Life Insurance.co.nz

Long read · 8 min · 22 April 2026

How much life cover do you actually need? A NZ-specific answer

The honest maths behind the 'sum-insured' decision — mortgage debt, dependants, KiwiSaver, ACC overlap and the headroom kiwi families consistently underestimate.

If you've ever sat with a life-insurance quote and wondered how anyone is supposed to know whether $400,000 or $1.4 million is the right figure, you're not alone. The answer doesn't come from a brochure — it comes from a fairly tedious bit of arithmetic about your household's actual financial position. This is the one we do, simplified for NZ.

Start from the gap, not the headline

The point of life cover is to close the gap between what your household has and what it would need if your income disappeared. Not to make anyone wealthy. Not to replicate your salary forever. Just to clear the major debts and fund the years when the surviving partner needs to keep the household running while raising children or transitioning back into stable income.

The four numbers to assemble

  • Outstanding mortgage and other debt — the figure on your most recent statement, not what you originally borrowed.
  • Annual household income — both partners, gross. (Net is more accurate but harder to forecast forward.)
  • Dependants' future cost — children at home, plus any others you support. The rough NZ rule is around $250–350k per child to age 18, all-in.
  • Liquid assets — KiwiSaver (yes, accessible at death), term deposits, shares, savings — anything that could be drawn down to plug the gap.

The plain-English formula

Most NZ advisers anchor sum-insured on a simple structure: outstanding debt + 10× household income, minus existing liquid assets and minus existing employer-group cover.
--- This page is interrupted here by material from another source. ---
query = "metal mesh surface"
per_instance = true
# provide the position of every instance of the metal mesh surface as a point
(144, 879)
Then a margin for raising children and education. The result is rarely round. Don't round it down because the higher number feels intimidating — under-insurance is the more common kiwi mistake by a wide margin.

Common NZ-specific traps

  • Forgetting ACC: ACC covers accidental death and accidental disability — but not illness. If your worry is the heart attack or cancer that takes you out of income at 47, ACC will not help, and your private cover is what closes the gap.
  • Double-counting employer-group cover: it's tempting to assume the workplace policy will plug the hole. It won't if you change jobs or get made redundant — group cover is generally not portable.
  • Trauma cover treated as income protection: trauma pays a lump sum on diagnosis of a covered condition. It is not a substitute for income-protection cover, which pays a monthly benefit while you're unable to work.
  • Sizing for today rather than ten years out: your kids will get more expensive, not less. The mortgage will fall, but slower than people think during the high-interest years.

Two short examples

Couple in Christchurch, both 33, two children under 5, $620,000 mortgage, household income $165,000, $90,000 in KiwiSaver between them, $20,000 cash. Plain formula: 620 + (10 × 165) − 90 − 20 = $2.16m of cover, split sensibly between the two earners. They might land on $1.2m on the higher earner and $900k on the lower earner — close enough.

Single parent in Wellington, 41, one teenager, $310,000 mortgage, salary $115,000, $145,000 in KiwiSaver. Formula: 310 + (10 × 115) − 145 = $1.315m. They'd likely also want a focused income-protection benefit because — no second income to fall back on — covering the gap between any insurance payout and the surviving teenager's adult life is the most serious exposure.

When to stop adding zeroes

Cover that you can't afford to maintain isn't cover — it's a temporary illusion until your premiums lapse. The right number is the one you'll still be paying willingly in eight years' time. A good NZ adviser will pull you back from over-insurance as readily as they push you off under-insurance.